EIG Global Energy Partners agreed to drop its opposition to a buyout of money management firm TCW by employees and private equity firm The Carlyle Group, removing an impediment to the sale of the firm by French bank Societe Generale.
The three companies announced the deal Wednesday in a joint news release, ending the legal dispute in which EIG, a former TCW affiliate that still runs joint energy investment funds with the Los Angeles money manager, sued to stop the deal.
Informed sources say the TCW buyout is now expected to close by the end of January. TCW officials announced the deal in August and said publicly that they expected to close the transaction in the first quarter of 2013.
An arbitration session had been scheduled for Jan. 28 over EIG's contention that the TCW sale would give Carlyle, which competes with EIG through its own energy funds, access to confidential EIG information.
EIG CEO Blair Thomas said in an interview that the settlement resolves all outstanding issues and the deal involves EIG paying a fee to TCW; in exchange, the money manager will share no economic interest in future EIG funds. EIG spun off from TCW in early 2010.

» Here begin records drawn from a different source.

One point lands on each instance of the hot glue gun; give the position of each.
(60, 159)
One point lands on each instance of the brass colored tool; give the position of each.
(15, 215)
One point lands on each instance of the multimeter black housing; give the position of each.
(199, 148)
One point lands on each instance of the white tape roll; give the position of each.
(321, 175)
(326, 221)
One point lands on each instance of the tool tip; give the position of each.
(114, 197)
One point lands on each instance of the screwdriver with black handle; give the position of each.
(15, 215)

Mr. Thomas would not disclose the fee, but said he was very happy with the outcome.
A TCW document had shown that TCW planned to receive management and incentive fees from future funds that it anticipated would raise more than $7 billion through December 2020.

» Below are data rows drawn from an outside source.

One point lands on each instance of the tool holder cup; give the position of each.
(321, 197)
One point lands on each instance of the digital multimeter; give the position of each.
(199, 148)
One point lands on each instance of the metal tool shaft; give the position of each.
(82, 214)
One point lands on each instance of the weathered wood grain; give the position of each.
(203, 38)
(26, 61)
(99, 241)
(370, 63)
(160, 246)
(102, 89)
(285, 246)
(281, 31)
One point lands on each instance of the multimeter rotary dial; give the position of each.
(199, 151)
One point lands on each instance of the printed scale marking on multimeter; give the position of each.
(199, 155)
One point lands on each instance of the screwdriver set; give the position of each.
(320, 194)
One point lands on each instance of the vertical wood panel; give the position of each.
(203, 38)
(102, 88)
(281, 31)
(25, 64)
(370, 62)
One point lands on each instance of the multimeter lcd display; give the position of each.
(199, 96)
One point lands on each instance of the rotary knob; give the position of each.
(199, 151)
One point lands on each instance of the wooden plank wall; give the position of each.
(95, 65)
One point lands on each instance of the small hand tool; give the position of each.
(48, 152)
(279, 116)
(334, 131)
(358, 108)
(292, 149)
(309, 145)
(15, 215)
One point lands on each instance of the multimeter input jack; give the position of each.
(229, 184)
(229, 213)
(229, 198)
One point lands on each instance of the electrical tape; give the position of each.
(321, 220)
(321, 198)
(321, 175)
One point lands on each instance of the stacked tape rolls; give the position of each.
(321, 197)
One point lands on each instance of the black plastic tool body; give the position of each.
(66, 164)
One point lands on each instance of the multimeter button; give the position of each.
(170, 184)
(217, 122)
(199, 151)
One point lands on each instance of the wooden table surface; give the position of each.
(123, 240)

Mr. Thomas said TCW will still receive a 33% fee split from funds totaling $6 billion that were raised when EIG was part of TCW and a 25% fee split from another $4 billion-plus fund that was raised after the spinoff.
In a statement, TCW President and CEO David Lippman said he was pleased with the agreement, noting it allows TCW to maintain its economic interest in existing funds and protects the interests of investors in the funds because EIG will still manage them.